Navigating The Reality Of Cloud, Mobile And SaaS

Editor’s note: Guy Turner is a partner at Hyde Park Venture Partners in Chicago where he invests in early-stage B2B software and tech-enabled services. 

The websites of most VCs have a stated investment thesis in SaaS, cloud, mobile, social or some combination of each. Are these really investment theses? Still? No, they’re realities, and this is worrisome.

While SaaS, cloud, mobile and social have been drivers of big success for many funds and entrepreneurs over the past five years, theses-turned-realities cannot continue to drive outsized returns.

I started thinking about this when reading Tren Griffin’s post on Marc Andreessen. Tren summarizes Marc’s view on venture investing into four quadrants along axes of consensus/non-consensus and success/failure. It’s simple but powerful stuff:

A VC that continually makes consensus bets is not likely to have long-term success, especially if there are too many execution failures mixed in. The same can be said for entrepreneurs. Another way to think about this is with mock returns distributions:

Return Curves

Consensus bets have a tighter returns distribution, driven mostly by execution. Since execution is all about people, consensus bet returns are about “who.” Non-consensus bets have a longer tail distribution, driven by “who” but also “what,” “when” and “how.” By definition for non-consensus bets, the value proposition (what), adoption rate (when) and business model (how) are very uncertain. Both distributions are heavily right-skewed — most startups fail! But non-consensus bets can lead to huge wins when you get the who, what, when and how right. Think Facebook or Dropbox. Neither were consensus at the time, and they pretty much nailed it.

Mapping the World of Investment Theses

If no longer SaaS, cloud, mobile or social, then what? I came up with the market thesis map below (click for PDF), which is sectioned vertically for B2B, consumer, healthcare and infrastructure because we work, we consume and we try to live longer, and infrastructure enables all three.

Left to right maps recent startup and VC investment foci along the continuum of Thesis –> Transition –> Reality. A true thesis yields bets that are non-consensus – visions of certain combinations of who, what, when and how that not everyone agrees on. Reality investment focus bets are consensus – just a question of who. As it turns out, many popular “theses” really aren’t theses at all. They’re realities.

Startup and VC Theses

Click to enlarge.

Connections proliferate among investment foci because very few technologies and business models are islands in the connected world. For example, 3D printing, an enabling infrastructure technology, has ties through distributed manufacturing into the maker and on-demand economy theses.

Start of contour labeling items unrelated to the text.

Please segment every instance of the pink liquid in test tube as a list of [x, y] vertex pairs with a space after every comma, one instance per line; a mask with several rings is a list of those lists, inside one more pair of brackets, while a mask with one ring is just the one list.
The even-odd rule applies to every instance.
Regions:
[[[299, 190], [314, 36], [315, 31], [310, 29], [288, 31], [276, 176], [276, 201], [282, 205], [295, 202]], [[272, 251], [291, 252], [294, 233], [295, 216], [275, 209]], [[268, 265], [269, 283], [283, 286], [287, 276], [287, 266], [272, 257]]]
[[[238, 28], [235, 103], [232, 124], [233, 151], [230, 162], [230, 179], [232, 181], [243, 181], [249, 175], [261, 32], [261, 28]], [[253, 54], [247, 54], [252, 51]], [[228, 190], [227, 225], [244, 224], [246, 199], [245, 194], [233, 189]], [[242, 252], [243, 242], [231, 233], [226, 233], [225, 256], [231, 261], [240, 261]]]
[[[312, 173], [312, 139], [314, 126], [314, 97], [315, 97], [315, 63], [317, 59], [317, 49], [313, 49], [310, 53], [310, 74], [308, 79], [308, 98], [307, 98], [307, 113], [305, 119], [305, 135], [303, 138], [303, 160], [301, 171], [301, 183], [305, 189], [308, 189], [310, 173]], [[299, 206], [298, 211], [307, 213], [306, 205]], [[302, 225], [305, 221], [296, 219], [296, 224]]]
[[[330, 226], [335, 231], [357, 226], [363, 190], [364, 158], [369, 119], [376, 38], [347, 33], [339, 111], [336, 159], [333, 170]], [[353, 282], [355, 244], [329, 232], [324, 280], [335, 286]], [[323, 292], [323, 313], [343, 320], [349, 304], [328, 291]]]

There are also influential nodes like mobile commerce, social networking and IoT. Social networking is clearly a reality, not a thesis. The who, what, when and how of social networking are well defined. IoT, on the other hand, is still a real thesis because the winners, winning strategy and timing are still uncertain. Mobile commerce is somewhere in the middle. Outsized returns will be hard in social networking, likely (for someone) in IoT and possible in mobile commerce.

Theses themselves evolve. When technology paradigms transition, there is always opportunity to rejuvenate a thesis. This is how SaaS (now a reality) spawned the mobile SaaS thesis (now in transition). The great paradigm changes we’ve seen in the last four decades are: Offline –> Mainframe –> Desktop –> Cloud –> Mobile. (Mobile may now evolve to Wearables –> Embedded. We’ll see.) The SaaS thesis developed 12-plus years ago when the desktop paradigm began transitioning to cloud, enabling the SaaS business model and creating monsters like Salesforce.com. Now with the mobile paradigm shift, there are big mobile disruptors in SaaS (like Base CRM) giving Salesforce a run for its money.

So is SaaS as an investment thesis dead? Maybe not. Just as new technology paradigms can renew a thesis, one thesis can be merged with another to create a new one in a kind of combinatorial evolution. SaaS + Social Networking + Geofencing spawned our own investment in Geofeedia. Most theses also start out as horizontal plays; investors fund horizontal plays first because they can be really BIG. As examples, Salesforce, Hubspot and Dropbox are big horizontal industry-agnostic ventures. Once the horizontal bets have played out, however, there remain myriad opportunities to verticalize theses. This is especially true in lagging industries like construction, logistics and agriculture – hence our investment in FarmLogs.

Nevertheless, the greatest returns will likely come from true non-consensus bets in new theses – when a brilliant team and lucky VC find the quadfecta of who, what, when and how.

Note: for more on technology paradigm shifts and the combinatorial nature of technology, see Brian Arthur’s Nature of Technology and Nate Silver’s Signal in the Noise.